I am just thinking about Valeant CEO Pearson and his testimony yesterday. He is being represented by Bruce Yannett, of Debevoise & Plimpton. Yannett is rated as one of the US top white collar criminal lawyers specializing in FCPA (Foreign Corrupt Practices Act) issues. The FCPA requires, in part, companies whose securities are listed in the United States to meet its accounting provisions. "The FCPA requires corporations covered by the provisions to (a) make and keep books and records that accurately and fairly reflect the transactions of the corporation and (b) devise and maintain an adequate system of internal accounting controls." (That pretty much describes Valeant's accounting practices, right? ; )
The financial crisis of 2008 tested the resolution of the FCPA and much was found wanting. There were difficulties in making cases against individuals who were shielded by their Wall Street employers. In the end, it was easier for the Justice Department to issue civil penalties to the corporations, who paid multi-million, multi-BILLION settlements as the "cost of doing business," and which are even, in many cases, tax-deductible business expenses for the corporations, so the tax-payers get hit a second time.
However, fairly recently, new rules are being added and new resources directed to enforcing much-needed "Individual Accountability for Corporate Wrongdoing," a memo issued by deputy attorney general Sally Quillian Yates on 9 Sept 2015, a month before the Philidor revelation by SIRF. (The memo can be found on the justice.gov website) Yates gave a speech the next day where she further described the changes being made to how the department would be handling corporate misconduct going forward ("Deputy Attorney General Sally Quillian Yates Delivers Remarks at New York University School of Law Announcing New Policy on Individual Liability in Matters of Corporate Wrongdoing", 10 Sept 2015). The policy details six specific changes being made: effective immediately there are changes to how a company will be given credit for their full cooperation, "All or nothing, no more picking and choosing what gets disclosed" and they "must give up the individuals no matter where they sit within the company"; because of past difficulty in building cases against individuals once it gets bogged down in corporate investigations, going forward attorneys are to focus on individuals at the start of the investigation, whether it is a criminal or civil case; formalization of lines of communication so that all DOJ attorneys inform both sides of civil and criminal investigations; resolution of individual cases becomes primary to the corporate case, before the statute of limitations can expire; individuals will not be released from civil or criminal liability when resolving a matter with a corporation; broadening scope of civil enforcement of white collar crime, such that "wrongdoers (will be held) accountable for their actions and deter future wrongdoing...if that individual is liable, we can take what they have and ensure that they don't benefit from their wrongdoing. These individual civil judgments will also become part of corporate wrongdoer's resumes that will follow them throughout their careers...by holding individuals accountable, we can change corporate culture to appropriately recognize the full costs of wrongdoing, rather than treating the liability as a cost of doing business, a change that will protect public resources over the long term."

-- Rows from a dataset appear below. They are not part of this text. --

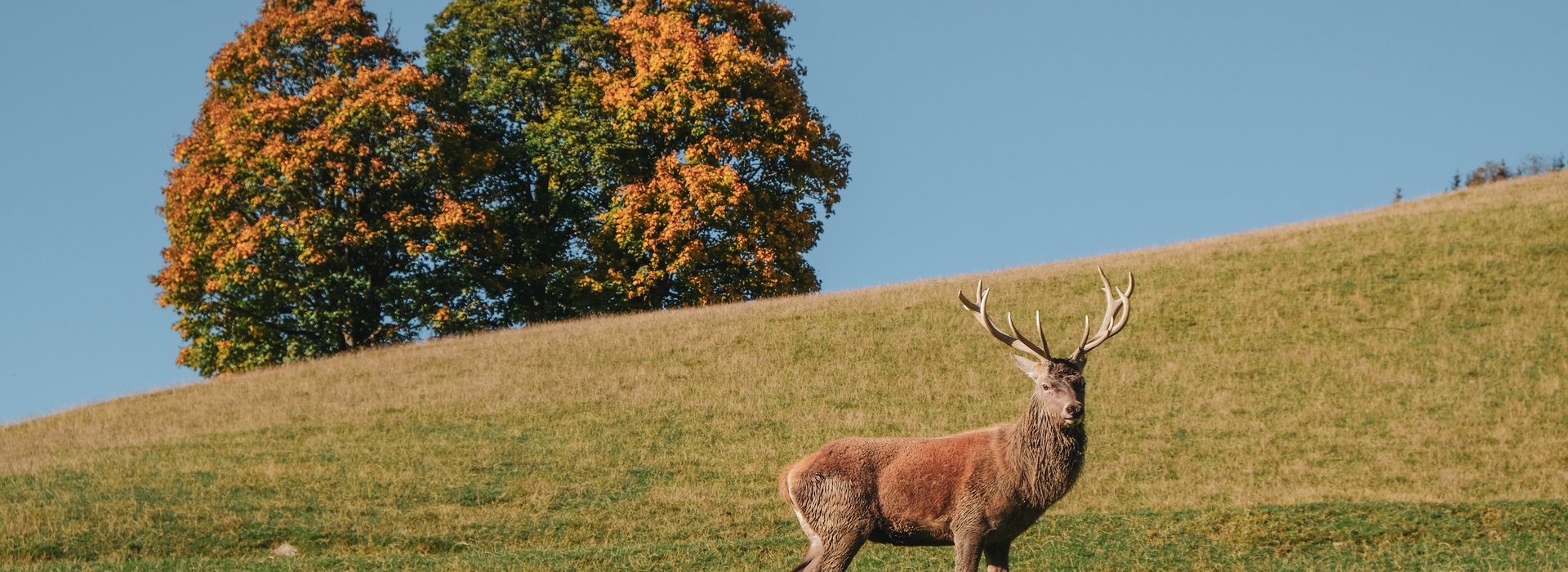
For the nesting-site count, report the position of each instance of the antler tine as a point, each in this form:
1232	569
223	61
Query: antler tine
1117	311
1017	342
1043	348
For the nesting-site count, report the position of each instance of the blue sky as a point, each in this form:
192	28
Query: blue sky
987	135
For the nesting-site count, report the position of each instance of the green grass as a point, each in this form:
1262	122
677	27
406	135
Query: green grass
1374	391
1324	536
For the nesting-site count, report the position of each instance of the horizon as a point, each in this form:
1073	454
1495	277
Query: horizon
1196	121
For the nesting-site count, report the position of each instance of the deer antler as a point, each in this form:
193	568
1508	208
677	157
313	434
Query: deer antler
1117	309
1017	341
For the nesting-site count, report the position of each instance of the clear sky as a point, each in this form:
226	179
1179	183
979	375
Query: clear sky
987	135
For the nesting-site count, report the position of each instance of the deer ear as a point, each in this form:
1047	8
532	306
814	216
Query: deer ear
1029	365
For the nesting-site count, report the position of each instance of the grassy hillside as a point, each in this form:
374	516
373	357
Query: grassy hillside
1379	389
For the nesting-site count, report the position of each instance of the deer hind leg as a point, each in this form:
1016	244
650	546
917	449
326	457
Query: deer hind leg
833	513
996	556
838	552
966	553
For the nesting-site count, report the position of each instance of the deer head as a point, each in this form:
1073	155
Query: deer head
1058	382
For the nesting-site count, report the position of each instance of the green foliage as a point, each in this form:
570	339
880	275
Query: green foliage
540	146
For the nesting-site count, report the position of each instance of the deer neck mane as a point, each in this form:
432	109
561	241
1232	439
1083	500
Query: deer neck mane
1046	457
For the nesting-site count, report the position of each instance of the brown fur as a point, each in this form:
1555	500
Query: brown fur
976	489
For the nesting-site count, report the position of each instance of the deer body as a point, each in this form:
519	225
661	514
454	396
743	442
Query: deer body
976	491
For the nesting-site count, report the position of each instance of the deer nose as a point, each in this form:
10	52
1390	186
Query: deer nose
1073	409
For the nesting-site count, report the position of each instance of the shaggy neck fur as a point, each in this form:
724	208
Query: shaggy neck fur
1046	455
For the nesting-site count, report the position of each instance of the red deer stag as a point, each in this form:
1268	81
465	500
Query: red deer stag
976	491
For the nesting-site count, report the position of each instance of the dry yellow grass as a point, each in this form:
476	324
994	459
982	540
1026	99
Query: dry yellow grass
1411	353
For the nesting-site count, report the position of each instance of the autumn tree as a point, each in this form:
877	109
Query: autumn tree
733	168
305	210
639	155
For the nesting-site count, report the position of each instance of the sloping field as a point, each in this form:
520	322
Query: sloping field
1379	389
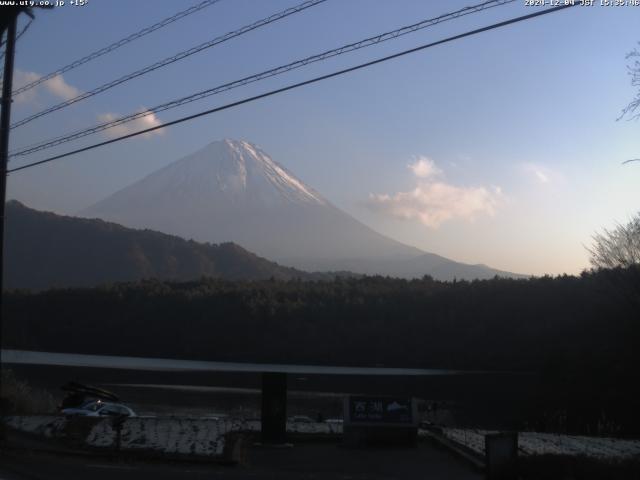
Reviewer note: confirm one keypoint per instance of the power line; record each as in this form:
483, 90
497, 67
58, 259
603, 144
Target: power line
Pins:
20, 33
175, 58
261, 76
110, 48
299, 84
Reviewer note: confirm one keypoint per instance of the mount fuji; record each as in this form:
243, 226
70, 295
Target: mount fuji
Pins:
233, 191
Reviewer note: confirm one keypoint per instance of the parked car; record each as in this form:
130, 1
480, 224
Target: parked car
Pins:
98, 408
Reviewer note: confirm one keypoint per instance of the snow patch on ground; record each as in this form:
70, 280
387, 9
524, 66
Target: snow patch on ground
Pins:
169, 435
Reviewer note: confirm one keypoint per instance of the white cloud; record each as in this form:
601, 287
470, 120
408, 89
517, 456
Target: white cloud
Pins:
433, 202
424, 167
142, 123
56, 86
540, 174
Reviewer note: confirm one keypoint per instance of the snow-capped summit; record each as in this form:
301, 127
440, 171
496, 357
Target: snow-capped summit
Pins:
231, 190
241, 168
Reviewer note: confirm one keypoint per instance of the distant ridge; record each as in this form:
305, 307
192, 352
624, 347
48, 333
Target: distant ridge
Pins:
44, 250
232, 190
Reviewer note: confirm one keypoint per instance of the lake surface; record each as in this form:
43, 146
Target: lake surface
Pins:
27, 357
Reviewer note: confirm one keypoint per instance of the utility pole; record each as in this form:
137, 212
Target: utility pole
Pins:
8, 25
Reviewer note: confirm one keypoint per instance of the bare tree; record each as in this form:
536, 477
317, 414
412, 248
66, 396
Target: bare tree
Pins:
632, 111
618, 247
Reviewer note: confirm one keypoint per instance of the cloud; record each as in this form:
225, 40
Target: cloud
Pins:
424, 167
56, 86
433, 202
142, 123
539, 173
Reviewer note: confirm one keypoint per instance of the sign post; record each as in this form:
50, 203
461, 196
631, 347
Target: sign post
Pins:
380, 420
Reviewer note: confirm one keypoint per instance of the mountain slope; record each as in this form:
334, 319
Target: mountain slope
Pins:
45, 250
233, 191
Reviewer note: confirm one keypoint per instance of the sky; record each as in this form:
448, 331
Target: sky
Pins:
502, 148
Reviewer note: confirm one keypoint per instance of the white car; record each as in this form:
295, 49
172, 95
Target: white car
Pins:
98, 408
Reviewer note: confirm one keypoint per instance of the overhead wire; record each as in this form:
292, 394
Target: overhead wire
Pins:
298, 85
367, 42
169, 60
115, 45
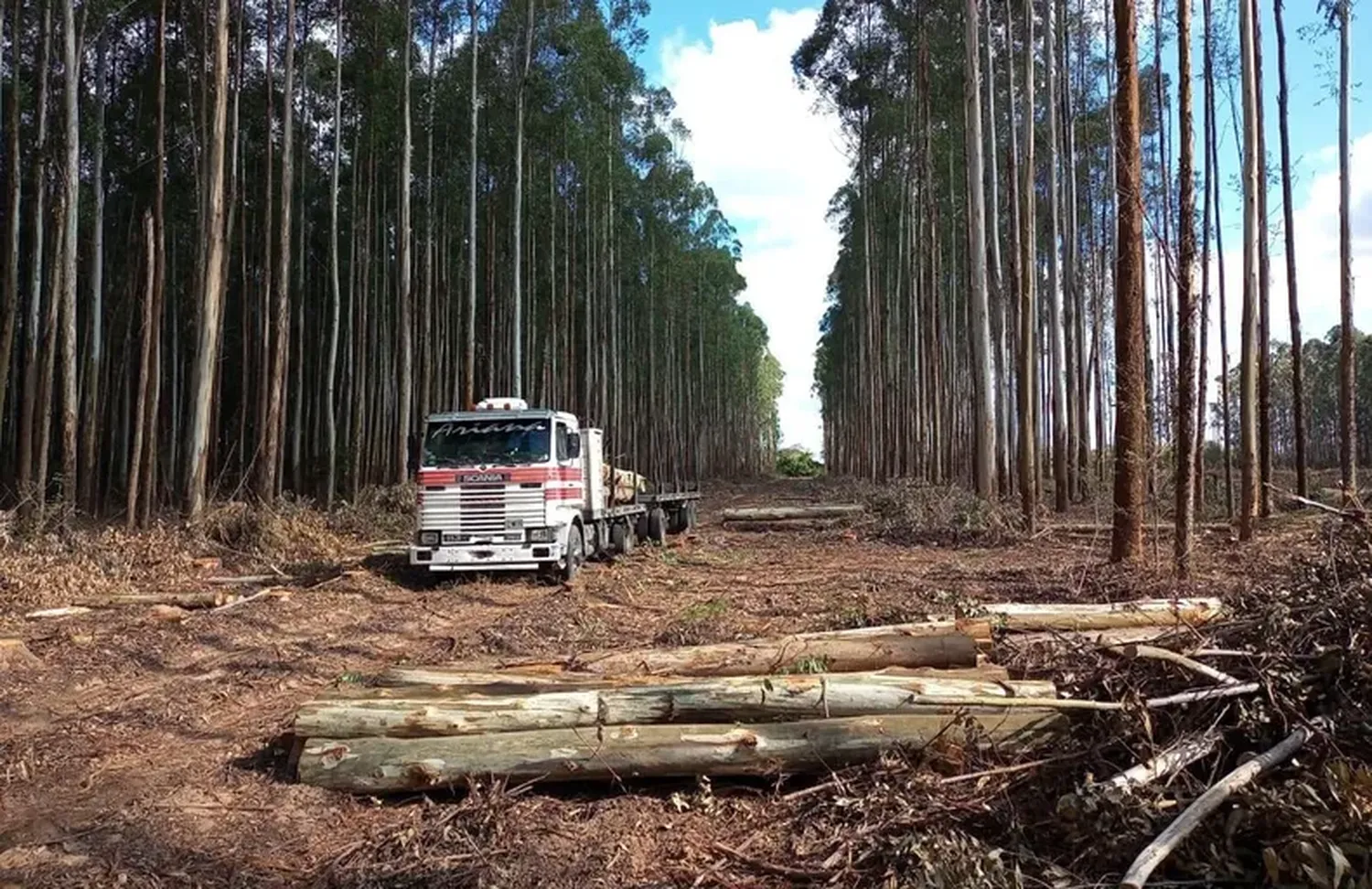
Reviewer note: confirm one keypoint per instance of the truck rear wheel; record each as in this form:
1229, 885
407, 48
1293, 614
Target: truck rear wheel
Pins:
656, 526
622, 538
575, 554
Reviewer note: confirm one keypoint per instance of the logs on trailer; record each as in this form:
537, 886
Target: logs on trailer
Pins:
430, 711
784, 513
622, 752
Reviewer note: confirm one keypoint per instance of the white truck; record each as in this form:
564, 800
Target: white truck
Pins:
512, 487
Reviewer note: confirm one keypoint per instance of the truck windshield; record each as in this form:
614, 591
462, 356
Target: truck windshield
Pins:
458, 444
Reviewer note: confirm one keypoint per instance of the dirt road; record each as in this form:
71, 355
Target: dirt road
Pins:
145, 752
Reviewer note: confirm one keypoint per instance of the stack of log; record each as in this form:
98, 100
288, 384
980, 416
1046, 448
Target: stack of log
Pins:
798, 702
809, 518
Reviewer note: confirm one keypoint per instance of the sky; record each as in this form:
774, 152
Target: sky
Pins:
774, 158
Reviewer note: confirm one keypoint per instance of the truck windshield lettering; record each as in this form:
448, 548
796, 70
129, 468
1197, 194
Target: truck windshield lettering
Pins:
460, 444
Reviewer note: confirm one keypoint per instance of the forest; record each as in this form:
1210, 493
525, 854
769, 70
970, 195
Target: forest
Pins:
252, 243
1024, 291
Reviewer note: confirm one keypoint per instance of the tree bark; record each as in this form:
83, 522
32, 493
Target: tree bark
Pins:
984, 460
1289, 219
1347, 419
405, 401
625, 752
474, 11
71, 183
1131, 412
1249, 357
95, 345
335, 288
211, 299
1028, 310
1185, 387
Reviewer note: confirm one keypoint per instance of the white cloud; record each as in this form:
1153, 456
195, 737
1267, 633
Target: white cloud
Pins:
1316, 249
774, 161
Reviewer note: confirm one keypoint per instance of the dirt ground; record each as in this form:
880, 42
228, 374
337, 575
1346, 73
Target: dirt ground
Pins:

Within the Yates speech, on her first point about corporations giving up individual actors within the company, she also said the purpose of the policy was to better identify responsible individuals, with internal investigations tailored to the scope of the wrongdoing. "So for all you defense lawyers in the room-- and I know there are plenty of you-- keep this in mind. If you are representing a corporation and there's a question about the scope what's required, you can do what many defense attorneys do now-- pick up the phone and discuss it with the prosecutor." When the Senate demanded Pearson give a deposition under oath last Friday, and he was a no-show, part of the language used by his lawyer Bruce Yannett was to define "the scope" of the questions to be asked.
While all this negotiation was going on, and the Valeant Board was "urging" Michael Pearson to cooperate with the Senate inquiry, the DOJ issued another memo the same week, on 5 April 2016 "Criminal Division Launches New FCPA Pilot Program", written by assistant attorney general Leslie R. Caldwell of the Justice Department's Criminal Division. In it she gave concrete details on how new resources would be deployed to investigate and prosecute FCPA cases. This included an additional 10 prosecutors for the Criminal Division's Fraud Section FCPA unit (a 50% increase in prosecutorial teams). Also the FBI established three new squads of special agents devoted to FCPA investigations and prosecutions. And that the DOJ was also strengthening coordination with foreign counterparts. (Like Canada?!)
Anyway, the noose may be tightening. What do you think about a possible convergence of FCPA actions and the Valeant/Philidor situation? Is this a situation where FCPA rules could be used to bring penalties to individual actors within those companies?